05 Aug 2022 at 20:46Update: 3 hours ago
A nine-year-old Dutch girl got her hair tangled in a swimming pool grille in France last week and drowned. Is it wise to just plunge into any swimming pool? By Elise Vermeeren
“Suction constriction” is not an unknown term among pool operators. Publicly accessible swimming pools in municipalities are subject to an annual inspection, laid down in the Wet Hygiene and Safety Bathing Establishments and Swimming Facilities (Whvbz). The suction power of the water purification system is also examined.
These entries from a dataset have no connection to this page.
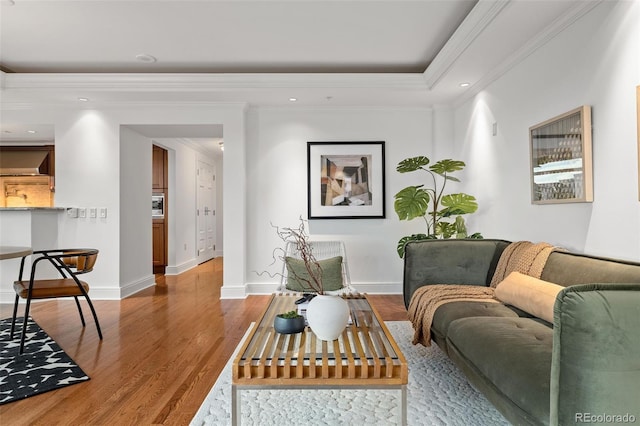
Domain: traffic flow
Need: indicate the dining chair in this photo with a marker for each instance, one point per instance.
(69, 263)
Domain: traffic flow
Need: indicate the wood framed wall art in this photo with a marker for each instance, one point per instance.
(561, 162)
(345, 180)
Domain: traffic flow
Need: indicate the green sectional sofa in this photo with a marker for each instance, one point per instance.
(582, 368)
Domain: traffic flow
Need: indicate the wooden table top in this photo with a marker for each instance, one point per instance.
(11, 252)
(365, 353)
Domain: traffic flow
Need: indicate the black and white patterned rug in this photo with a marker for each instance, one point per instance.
(42, 367)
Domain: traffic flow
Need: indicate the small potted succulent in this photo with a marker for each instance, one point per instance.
(289, 323)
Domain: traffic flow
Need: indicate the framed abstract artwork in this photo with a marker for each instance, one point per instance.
(345, 180)
(561, 163)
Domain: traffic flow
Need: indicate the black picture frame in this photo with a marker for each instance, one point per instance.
(346, 180)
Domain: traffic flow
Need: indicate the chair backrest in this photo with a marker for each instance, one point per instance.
(320, 250)
(82, 260)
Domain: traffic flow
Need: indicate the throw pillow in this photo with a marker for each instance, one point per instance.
(331, 274)
(530, 294)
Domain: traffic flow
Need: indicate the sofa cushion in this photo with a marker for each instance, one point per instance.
(530, 294)
(512, 354)
(452, 311)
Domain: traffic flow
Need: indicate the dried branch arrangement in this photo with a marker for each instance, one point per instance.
(299, 238)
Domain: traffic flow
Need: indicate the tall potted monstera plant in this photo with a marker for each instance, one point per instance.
(442, 213)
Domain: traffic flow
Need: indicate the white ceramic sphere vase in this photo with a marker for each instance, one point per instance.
(327, 316)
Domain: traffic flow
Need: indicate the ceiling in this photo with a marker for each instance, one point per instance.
(264, 52)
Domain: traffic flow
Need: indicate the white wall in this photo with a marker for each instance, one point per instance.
(594, 62)
(277, 186)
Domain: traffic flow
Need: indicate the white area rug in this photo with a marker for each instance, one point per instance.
(437, 394)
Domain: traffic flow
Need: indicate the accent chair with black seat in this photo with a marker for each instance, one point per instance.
(69, 263)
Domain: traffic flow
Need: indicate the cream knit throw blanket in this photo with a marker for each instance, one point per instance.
(522, 256)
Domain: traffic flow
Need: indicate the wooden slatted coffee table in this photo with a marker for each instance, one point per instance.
(364, 356)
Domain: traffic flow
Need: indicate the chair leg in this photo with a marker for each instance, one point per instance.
(24, 326)
(15, 313)
(80, 311)
(95, 316)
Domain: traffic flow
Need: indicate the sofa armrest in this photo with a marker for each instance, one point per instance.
(595, 367)
(471, 262)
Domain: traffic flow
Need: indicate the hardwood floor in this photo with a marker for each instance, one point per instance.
(162, 351)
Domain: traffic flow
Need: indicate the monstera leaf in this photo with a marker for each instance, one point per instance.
(430, 202)
(412, 164)
(457, 204)
(447, 166)
(415, 237)
(411, 202)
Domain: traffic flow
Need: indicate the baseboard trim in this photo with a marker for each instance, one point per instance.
(237, 291)
(137, 286)
(183, 267)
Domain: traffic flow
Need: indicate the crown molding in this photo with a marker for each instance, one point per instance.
(211, 82)
(560, 24)
(473, 25)
(116, 105)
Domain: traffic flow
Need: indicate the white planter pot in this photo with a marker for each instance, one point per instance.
(328, 316)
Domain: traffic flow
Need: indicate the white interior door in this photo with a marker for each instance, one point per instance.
(206, 212)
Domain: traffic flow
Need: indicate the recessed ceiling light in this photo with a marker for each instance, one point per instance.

In swimming pools, the water is continuously filtered through a water circulation system. In modern swimming pools, the water usually ripples over the edge and flows into a gutter, after which the water is filtered. In older swimming pools, this filtering often takes place via grids on the bottom or on the side. Behind the grids, the water is sucked away with a pump.
Those schedules are potential culprits. The suction power of the pump behind the grid can be too strong, so that a body can be sucked into such a grid. In modern swimming pools, spherical or pyramid-shaped grids are often used, which means that sucking in can almost no longer occur.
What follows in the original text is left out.